De eerste republiek ter wereld, zoals ontstaan in 1588. Wikimedia Commons
Al ver voor de Lockheedaffaire overtuigd republikein begin ik ernstig te twijfelen. Het blijft een idiote zaak dat zo’n middeleeuws stukje folklore nu nog een rol speelt in ons staatsbestel. Maar op mijn oude dag aarzelt mijn republikeinse hart.
De eerste reden is Geert Wilders. Zonder de monarchie had die inmiddels president kunnen zijn. Misschien de monarchie maar beter als buffer laten zitten, en de formateur voor de vorm op de koffie laten gaan bij Bea.
Mijn tweede twijfel wordt gevoed door de Oranjes zelf. Mijn overtuiging is ideëel, niet persoonlijk. Ik mag ze zelfs, met hun boerenslimme charme en hun empathie.

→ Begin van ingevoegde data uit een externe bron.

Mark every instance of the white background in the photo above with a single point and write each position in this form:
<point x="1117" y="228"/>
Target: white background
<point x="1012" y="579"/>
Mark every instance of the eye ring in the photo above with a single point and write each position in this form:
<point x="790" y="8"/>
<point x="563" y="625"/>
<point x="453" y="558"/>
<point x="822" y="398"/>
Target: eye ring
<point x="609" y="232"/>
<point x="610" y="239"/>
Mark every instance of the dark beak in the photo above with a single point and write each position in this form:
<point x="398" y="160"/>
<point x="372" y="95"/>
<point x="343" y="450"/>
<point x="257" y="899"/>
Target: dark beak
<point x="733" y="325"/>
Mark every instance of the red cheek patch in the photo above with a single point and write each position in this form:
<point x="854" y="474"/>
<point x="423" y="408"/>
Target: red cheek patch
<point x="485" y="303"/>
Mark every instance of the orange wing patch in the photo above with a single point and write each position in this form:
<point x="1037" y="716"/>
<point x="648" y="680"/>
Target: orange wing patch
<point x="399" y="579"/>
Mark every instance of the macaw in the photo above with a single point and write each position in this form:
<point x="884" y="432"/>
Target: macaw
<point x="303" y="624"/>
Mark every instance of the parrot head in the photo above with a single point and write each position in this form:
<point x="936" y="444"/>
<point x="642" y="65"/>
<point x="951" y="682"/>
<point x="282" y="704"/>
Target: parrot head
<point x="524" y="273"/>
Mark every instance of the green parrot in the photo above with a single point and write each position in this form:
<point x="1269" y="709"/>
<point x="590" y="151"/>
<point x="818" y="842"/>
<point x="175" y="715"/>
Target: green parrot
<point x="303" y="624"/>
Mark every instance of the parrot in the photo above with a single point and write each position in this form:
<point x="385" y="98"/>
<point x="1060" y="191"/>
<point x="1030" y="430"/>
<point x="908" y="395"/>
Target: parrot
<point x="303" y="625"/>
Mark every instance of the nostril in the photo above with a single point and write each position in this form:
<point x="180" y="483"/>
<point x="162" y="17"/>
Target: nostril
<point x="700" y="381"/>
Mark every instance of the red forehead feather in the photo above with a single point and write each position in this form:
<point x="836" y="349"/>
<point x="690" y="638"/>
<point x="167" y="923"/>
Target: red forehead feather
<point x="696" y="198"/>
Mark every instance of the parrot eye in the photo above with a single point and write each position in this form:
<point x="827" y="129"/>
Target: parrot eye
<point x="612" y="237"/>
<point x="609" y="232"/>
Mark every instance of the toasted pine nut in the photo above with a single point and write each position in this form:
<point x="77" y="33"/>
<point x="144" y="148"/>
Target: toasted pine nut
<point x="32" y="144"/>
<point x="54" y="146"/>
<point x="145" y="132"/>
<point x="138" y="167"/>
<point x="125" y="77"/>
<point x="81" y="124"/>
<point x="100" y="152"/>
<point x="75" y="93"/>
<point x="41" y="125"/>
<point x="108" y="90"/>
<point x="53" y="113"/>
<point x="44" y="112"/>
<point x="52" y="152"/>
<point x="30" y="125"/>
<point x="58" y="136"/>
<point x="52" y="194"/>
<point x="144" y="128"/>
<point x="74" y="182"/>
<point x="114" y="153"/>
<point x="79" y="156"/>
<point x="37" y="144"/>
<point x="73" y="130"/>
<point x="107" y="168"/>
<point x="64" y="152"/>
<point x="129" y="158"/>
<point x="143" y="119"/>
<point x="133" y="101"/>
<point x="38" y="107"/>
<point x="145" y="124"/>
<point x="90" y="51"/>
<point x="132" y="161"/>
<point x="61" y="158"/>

Geen ramp of de ze stonden binnen de kortste keren met de koninklijke poten in het bluswater. Watersnoodramp, Bijlmer, Enschede, kettingbotsingen en vliegtuigrampen: ze arriveren, vol gemeend medeleven.
Zoals het hoort.
Heel anders dan die twee ministers die dat busje niet uit durfden. Mijn favoriete Oranje was Juliana. Waren er in Moerdijk doden gevallen en leefde ze nog, dan had ze er vorige week donderdag al gestaan, zonder laarzen, veiligheidsbril of mondkapje.
Om zonder nadenken het haar zo typerende ritueel op te voeren. Juliana, die midden in een groep hotemetoten een sigaret tussen de koninklijke lippen steekt, om zich heen kijkt en haar vaste vraag stelt.
“Heeft iemand van de heren misschien een vuurtje?”
Zelfs op de puinhopen van Chemie-Pack had niemand de majesteit durven vertellen dat er niet gerookt mocht worden.
Geef mij Máxima maar, in plaats van Opstelten.